Failing Servers[server name list]
Failing ServicesSPTimerService (SPTimerV4)
Rule SettingsView
 
Troubleshooting
  1. Navigate to the timer job history and see the list of instances that failed. 
  2. Clicking the Failed status link, the following error message is seen: The timer service was not recycled because the following jobs were still running: Microsoft SharePoint Foundation Usage Data Import.
  3. CA > Monitoring > Timer Job Status, Job Definition: Timer Service Recycle, View: Job Definition
    1. Scheduled to run daily @ 6PM on all farm servers
    2. Duration : 00:10:30.
  4. CA > Monitoring > Timer Job Status, Job Definition: Microsoft SharePoint Foundation Usage Data Import, View: Job Definition
    1. Scheduled to run every 30 minutes on all farm servers
    2. Duration: varies between 6 and 9 hours
    3. Progress has been stuck at 0% for all farm servers for many hours.
    4. Reviewing history: when first started, completed in 2-3 hours.  Now, two weeks later, completes in 6-9 hours.  Steady increases in duration logged over this period.
Solution
  1. At next maintenance window, bounced servers (for other maintenance as well).  This effectively restarted the SharePoint 2010 Timer service
  2. Durations had reached 11+ hours for Microsoft SharePoint Foundation Usage Data Import jobs on all servers.
  3. Reviewed job history for Microsoft SharePoint Foundation Usage Data Import:
    1. Durations dropped from over 11 hours down to minutes.
      1. Application Server: few minutes
      2. WFE1: several minutes
      3. WFE2: 10+ minutes.
    2. Difference between WFEs is interesting.  Will need to research this.
  4. Manually started Timer Service Recycle job
  5. Checked Timer Service Recycle job history several hours later:
    1. Succeeded for all servers.
  6. Reopened issue, and then clicked Reanalyze Now.
  7. Checked report a few minutes later:
    1. Issue gone.
This is only a temporary solution until I can get the machines patched through December 2013 CU, which, according to one of the references below, is one solution to this problem.

Notes
  • Server OS: Windows 2008 R2
  • SharePoint Farm patch level: 14.0.6123.5000
  • Verified that KB2775511 not installed on server
References

4 comments:

Anonymous said...

We have the exact same problem.

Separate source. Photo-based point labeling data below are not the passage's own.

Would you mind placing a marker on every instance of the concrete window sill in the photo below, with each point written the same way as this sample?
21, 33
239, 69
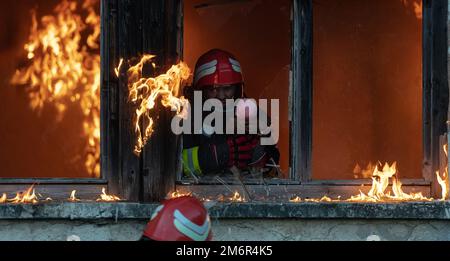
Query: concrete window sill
309, 210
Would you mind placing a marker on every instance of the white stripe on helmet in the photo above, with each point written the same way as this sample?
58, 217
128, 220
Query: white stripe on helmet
236, 65
205, 69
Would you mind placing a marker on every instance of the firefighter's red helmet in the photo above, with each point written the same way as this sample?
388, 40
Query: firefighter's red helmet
215, 68
179, 219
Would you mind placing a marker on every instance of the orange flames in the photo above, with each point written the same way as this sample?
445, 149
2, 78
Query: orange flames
28, 196
65, 68
379, 191
178, 194
145, 91
3, 198
72, 197
380, 183
444, 182
237, 197
107, 198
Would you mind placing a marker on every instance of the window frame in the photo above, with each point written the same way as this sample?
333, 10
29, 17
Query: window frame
149, 178
435, 107
435, 93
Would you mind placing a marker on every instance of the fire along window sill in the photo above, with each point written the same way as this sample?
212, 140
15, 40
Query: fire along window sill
308, 210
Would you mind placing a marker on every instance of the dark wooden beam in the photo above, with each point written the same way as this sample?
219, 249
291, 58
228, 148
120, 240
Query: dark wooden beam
435, 85
301, 116
132, 28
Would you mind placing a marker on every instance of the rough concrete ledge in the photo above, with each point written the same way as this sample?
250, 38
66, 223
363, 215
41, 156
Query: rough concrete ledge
308, 210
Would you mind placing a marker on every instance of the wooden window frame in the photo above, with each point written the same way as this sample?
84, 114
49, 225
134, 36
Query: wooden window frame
435, 94
131, 28
435, 107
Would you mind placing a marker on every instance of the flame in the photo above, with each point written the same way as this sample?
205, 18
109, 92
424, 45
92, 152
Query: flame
106, 197
144, 92
64, 68
72, 197
29, 196
237, 197
380, 182
117, 70
295, 199
178, 194
443, 182
3, 198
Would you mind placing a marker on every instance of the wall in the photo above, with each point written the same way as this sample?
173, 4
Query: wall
367, 86
230, 230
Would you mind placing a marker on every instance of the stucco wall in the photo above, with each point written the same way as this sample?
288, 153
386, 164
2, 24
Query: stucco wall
235, 230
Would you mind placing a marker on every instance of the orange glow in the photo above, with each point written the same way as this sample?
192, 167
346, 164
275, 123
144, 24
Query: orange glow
443, 182
3, 198
107, 198
178, 194
65, 69
380, 183
117, 70
237, 197
28, 196
295, 199
72, 197
145, 91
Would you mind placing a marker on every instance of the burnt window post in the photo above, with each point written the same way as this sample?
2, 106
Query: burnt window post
129, 30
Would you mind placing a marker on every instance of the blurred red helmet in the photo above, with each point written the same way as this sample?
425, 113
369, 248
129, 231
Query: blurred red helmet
215, 68
179, 219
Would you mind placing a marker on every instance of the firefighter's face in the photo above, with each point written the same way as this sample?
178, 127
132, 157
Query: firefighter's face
221, 92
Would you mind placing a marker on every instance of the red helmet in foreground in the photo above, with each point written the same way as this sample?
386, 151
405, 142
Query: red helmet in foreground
179, 219
215, 68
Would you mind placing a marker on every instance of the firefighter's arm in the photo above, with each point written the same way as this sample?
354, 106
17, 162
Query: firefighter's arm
212, 157
204, 159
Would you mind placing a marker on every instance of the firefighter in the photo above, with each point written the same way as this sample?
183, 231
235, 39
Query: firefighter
179, 219
218, 75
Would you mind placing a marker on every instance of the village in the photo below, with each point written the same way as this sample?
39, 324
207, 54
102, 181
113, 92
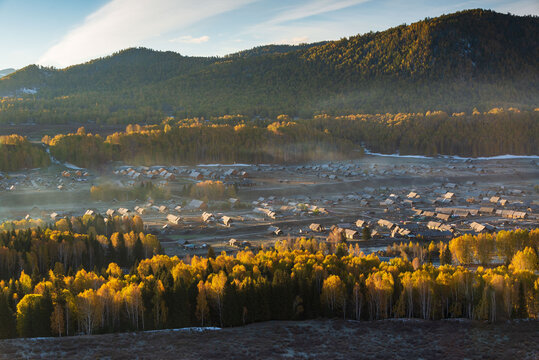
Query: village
373, 201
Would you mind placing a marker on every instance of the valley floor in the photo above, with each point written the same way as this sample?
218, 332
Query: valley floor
314, 339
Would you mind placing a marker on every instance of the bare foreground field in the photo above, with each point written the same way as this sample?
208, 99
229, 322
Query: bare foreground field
315, 339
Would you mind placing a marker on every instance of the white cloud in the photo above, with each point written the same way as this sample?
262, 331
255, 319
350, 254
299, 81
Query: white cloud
126, 23
191, 40
291, 25
313, 8
295, 40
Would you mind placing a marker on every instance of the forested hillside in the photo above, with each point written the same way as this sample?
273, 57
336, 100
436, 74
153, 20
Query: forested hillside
297, 279
471, 59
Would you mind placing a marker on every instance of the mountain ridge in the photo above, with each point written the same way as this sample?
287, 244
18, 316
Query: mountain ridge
455, 62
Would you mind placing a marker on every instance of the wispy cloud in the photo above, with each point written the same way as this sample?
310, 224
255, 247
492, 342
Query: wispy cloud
313, 8
297, 24
191, 40
125, 23
295, 40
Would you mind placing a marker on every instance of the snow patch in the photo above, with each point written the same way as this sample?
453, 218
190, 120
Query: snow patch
216, 165
28, 91
188, 330
455, 157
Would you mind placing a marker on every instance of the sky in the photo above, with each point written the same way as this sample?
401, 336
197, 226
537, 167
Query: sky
61, 33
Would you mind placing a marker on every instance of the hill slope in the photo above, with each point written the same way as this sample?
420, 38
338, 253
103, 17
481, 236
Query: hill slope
5, 72
455, 62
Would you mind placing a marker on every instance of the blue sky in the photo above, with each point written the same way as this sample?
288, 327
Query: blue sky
65, 32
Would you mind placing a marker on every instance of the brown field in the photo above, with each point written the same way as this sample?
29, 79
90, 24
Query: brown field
315, 339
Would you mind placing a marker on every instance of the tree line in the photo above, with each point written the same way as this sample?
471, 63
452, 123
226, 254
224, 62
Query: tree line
16, 153
455, 62
296, 279
185, 142
75, 243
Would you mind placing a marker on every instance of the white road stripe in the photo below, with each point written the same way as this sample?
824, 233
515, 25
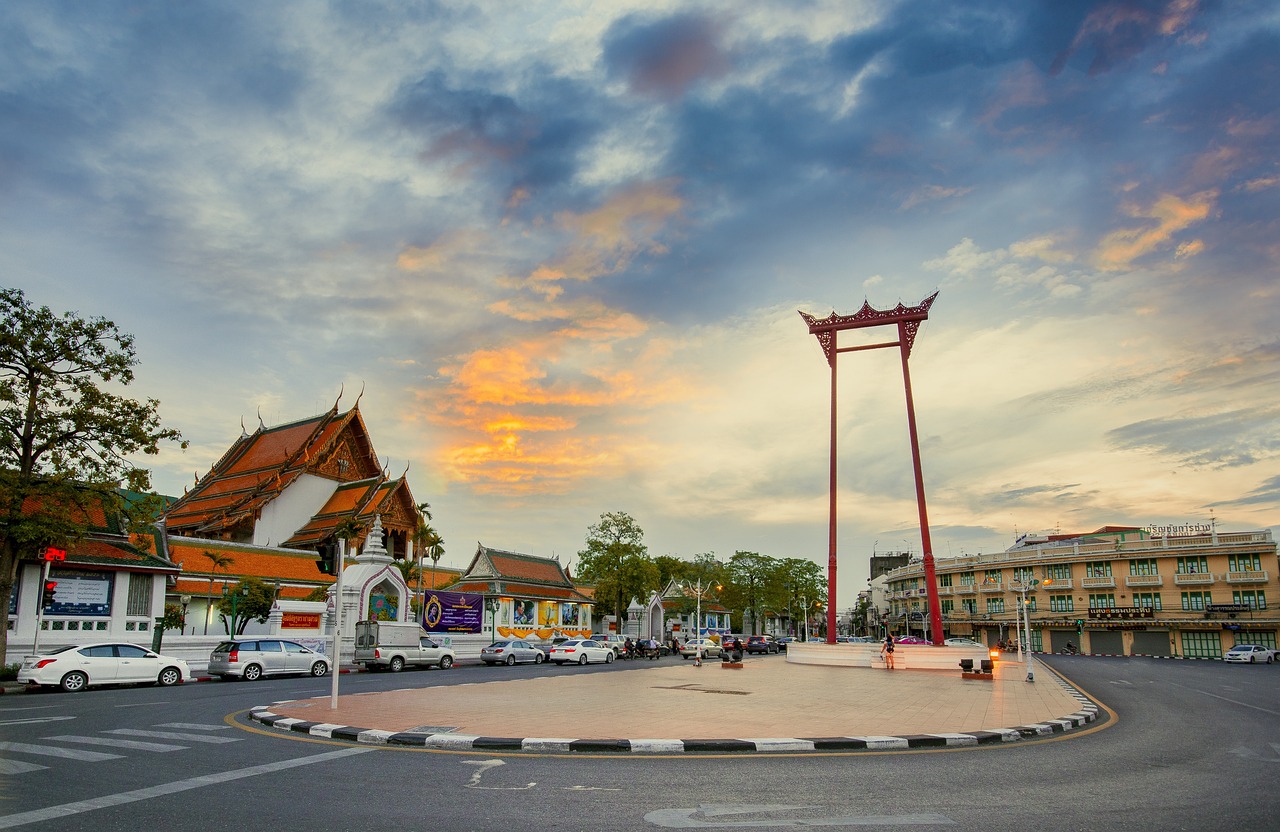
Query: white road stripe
106, 801
170, 735
49, 750
195, 726
119, 744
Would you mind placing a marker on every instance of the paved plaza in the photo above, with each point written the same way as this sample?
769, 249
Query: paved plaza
766, 698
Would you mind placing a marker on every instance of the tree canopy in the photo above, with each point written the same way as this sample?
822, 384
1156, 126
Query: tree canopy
617, 562
68, 440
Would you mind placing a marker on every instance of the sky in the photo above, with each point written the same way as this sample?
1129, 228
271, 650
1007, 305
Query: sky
558, 252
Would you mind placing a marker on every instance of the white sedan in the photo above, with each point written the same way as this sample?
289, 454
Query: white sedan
73, 667
581, 650
1251, 653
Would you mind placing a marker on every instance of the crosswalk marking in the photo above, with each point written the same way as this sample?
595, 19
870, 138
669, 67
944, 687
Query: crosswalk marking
170, 735
48, 750
119, 744
18, 767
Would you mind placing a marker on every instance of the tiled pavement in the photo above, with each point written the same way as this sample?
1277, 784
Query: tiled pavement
766, 705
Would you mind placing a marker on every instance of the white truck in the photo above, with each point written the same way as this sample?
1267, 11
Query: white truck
396, 645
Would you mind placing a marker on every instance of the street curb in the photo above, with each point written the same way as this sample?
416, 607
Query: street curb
1087, 713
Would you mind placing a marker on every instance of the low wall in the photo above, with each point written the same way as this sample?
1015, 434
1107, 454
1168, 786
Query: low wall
915, 657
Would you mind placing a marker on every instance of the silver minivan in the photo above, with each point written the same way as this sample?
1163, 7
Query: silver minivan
254, 658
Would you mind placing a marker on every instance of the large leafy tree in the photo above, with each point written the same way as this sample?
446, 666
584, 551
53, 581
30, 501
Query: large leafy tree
617, 562
750, 574
251, 598
68, 439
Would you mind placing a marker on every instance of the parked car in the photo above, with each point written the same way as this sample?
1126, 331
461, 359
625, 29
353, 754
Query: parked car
511, 652
612, 641
254, 658
73, 667
1251, 653
581, 650
690, 648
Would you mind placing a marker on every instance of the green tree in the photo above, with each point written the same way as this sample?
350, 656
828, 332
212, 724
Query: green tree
615, 561
250, 599
67, 444
798, 581
750, 574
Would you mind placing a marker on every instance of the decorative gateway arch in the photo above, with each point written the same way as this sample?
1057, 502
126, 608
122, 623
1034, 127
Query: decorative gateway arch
908, 320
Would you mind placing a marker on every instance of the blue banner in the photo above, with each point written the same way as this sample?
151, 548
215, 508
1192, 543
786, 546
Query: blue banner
453, 612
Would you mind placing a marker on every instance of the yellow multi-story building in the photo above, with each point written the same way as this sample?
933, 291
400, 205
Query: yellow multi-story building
1182, 592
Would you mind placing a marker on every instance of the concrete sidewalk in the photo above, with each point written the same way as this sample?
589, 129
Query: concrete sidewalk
767, 704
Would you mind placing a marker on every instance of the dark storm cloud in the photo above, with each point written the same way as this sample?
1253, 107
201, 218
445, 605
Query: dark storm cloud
533, 141
1234, 438
666, 56
1266, 494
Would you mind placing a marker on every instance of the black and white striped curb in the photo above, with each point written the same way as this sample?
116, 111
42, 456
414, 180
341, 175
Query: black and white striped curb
446, 740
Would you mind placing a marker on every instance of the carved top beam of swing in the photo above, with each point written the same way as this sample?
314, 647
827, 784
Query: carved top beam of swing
908, 319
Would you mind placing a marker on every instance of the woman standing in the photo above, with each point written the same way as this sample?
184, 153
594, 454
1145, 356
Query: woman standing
887, 653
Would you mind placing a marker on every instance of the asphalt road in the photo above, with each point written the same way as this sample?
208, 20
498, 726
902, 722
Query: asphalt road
1196, 746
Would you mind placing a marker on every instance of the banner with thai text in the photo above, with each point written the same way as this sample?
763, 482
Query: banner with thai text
453, 612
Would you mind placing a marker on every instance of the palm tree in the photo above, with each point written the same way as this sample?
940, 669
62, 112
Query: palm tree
216, 560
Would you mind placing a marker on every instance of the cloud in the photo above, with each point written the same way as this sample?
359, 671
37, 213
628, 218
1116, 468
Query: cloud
1225, 439
1121, 30
664, 58
1171, 214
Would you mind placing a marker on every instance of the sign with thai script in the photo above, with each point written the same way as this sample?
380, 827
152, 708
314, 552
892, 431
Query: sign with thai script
1121, 612
1185, 530
453, 612
300, 621
81, 593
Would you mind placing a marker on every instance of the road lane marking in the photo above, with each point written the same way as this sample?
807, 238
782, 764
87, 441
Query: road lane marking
170, 735
119, 744
49, 750
195, 726
108, 801
35, 720
1234, 702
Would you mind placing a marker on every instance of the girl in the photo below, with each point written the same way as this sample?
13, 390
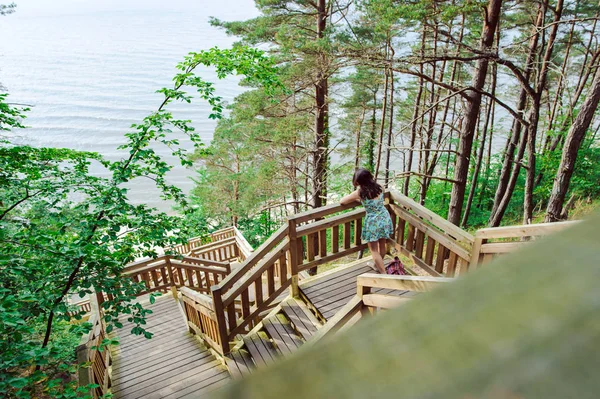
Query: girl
378, 223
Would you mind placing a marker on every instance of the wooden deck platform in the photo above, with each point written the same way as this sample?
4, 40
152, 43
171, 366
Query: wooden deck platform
330, 291
173, 364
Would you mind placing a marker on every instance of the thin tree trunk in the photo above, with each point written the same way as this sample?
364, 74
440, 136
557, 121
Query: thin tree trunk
533, 122
472, 107
358, 129
382, 125
391, 123
321, 119
416, 112
503, 193
480, 153
372, 134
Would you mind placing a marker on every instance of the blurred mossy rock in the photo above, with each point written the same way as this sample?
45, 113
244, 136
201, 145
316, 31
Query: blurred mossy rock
524, 326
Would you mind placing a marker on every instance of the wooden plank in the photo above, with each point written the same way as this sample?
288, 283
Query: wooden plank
323, 243
332, 257
348, 311
410, 238
524, 230
271, 280
208, 384
307, 313
430, 251
450, 271
400, 230
384, 301
280, 344
194, 383
141, 388
303, 325
310, 247
357, 231
408, 283
501, 247
257, 356
456, 232
419, 242
335, 239
440, 258
347, 235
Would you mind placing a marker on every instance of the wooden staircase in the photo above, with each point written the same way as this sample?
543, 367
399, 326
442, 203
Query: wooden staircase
280, 333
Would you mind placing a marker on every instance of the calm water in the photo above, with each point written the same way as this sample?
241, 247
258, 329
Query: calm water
91, 70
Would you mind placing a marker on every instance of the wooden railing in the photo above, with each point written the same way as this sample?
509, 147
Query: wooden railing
255, 285
94, 360
366, 301
199, 241
201, 318
225, 250
322, 235
492, 242
170, 273
434, 244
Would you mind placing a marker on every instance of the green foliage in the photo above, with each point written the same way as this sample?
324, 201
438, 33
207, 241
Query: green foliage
65, 232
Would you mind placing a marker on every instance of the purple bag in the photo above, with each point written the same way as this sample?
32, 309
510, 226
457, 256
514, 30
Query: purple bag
396, 267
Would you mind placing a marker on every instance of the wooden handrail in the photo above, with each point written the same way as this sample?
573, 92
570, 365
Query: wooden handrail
264, 249
401, 283
527, 230
509, 238
94, 363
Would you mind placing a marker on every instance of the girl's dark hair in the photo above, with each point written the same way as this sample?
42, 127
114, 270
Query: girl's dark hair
369, 188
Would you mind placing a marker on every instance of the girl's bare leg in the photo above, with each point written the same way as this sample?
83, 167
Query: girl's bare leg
374, 248
382, 247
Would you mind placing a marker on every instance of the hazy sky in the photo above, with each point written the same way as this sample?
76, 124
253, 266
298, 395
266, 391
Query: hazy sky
61, 7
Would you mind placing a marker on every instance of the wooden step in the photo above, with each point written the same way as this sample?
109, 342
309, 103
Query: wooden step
261, 348
301, 317
239, 363
283, 335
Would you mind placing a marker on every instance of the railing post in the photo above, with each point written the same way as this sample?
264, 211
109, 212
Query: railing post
171, 276
360, 292
221, 322
293, 257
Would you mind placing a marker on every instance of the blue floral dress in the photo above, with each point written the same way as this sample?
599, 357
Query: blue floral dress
378, 223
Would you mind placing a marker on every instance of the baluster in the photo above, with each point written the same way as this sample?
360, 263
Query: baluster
335, 239
441, 256
419, 241
258, 299
245, 304
430, 251
271, 279
220, 316
410, 239
347, 235
357, 231
282, 270
323, 243
452, 264
310, 247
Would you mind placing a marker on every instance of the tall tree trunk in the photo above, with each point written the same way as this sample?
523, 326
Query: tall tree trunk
372, 135
391, 123
472, 107
382, 124
481, 151
573, 142
321, 149
503, 192
358, 129
416, 112
535, 115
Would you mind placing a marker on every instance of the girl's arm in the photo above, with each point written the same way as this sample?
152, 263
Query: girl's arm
350, 198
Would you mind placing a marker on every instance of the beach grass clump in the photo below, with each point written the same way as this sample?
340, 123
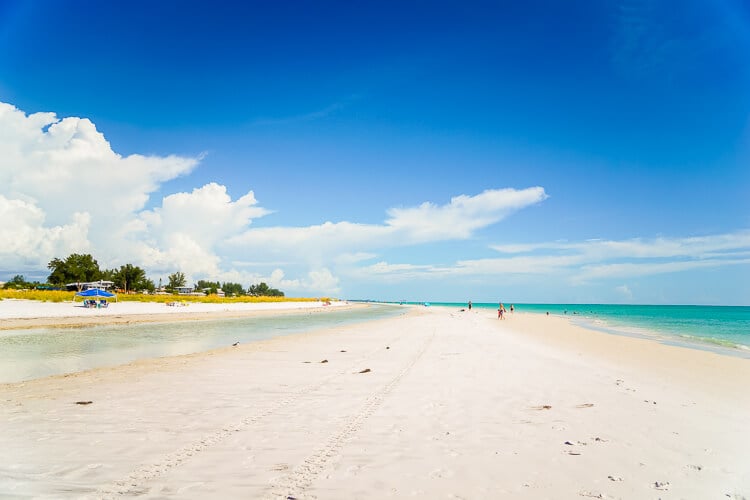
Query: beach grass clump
61, 296
41, 295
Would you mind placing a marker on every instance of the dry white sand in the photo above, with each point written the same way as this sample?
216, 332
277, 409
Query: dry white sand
454, 405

Did you install the Dec 2013 CU and if so did it remedy the problem. Also did the CU install without issue?

Al said...

We're in the process of migrating to 2013, so, non-catastrophic 2010 issues have low priority. Once the migration's completed, I'll have the time to go back to the 2010 farm (which we'll keep for awhile), and explore some of these issues just for my own interest.

Anonymous said...

So how is your progress of exploring this issue? Does installing the Dec 2013 CU helps?

Al said...

I have performed several test farm deployments on Windows Server 2012 VMs, each time updating the binaries through the December 2013 CU. So far, I have not had the timer recycle issue appear once for any test farm deployment. Additionally, my 2013 dev farm (also updated through December 2013 CU) has been up since February 2014 and has not presented this issue to date. Thus, it would appear that the December 2013 CU resolved the timer recycle issue.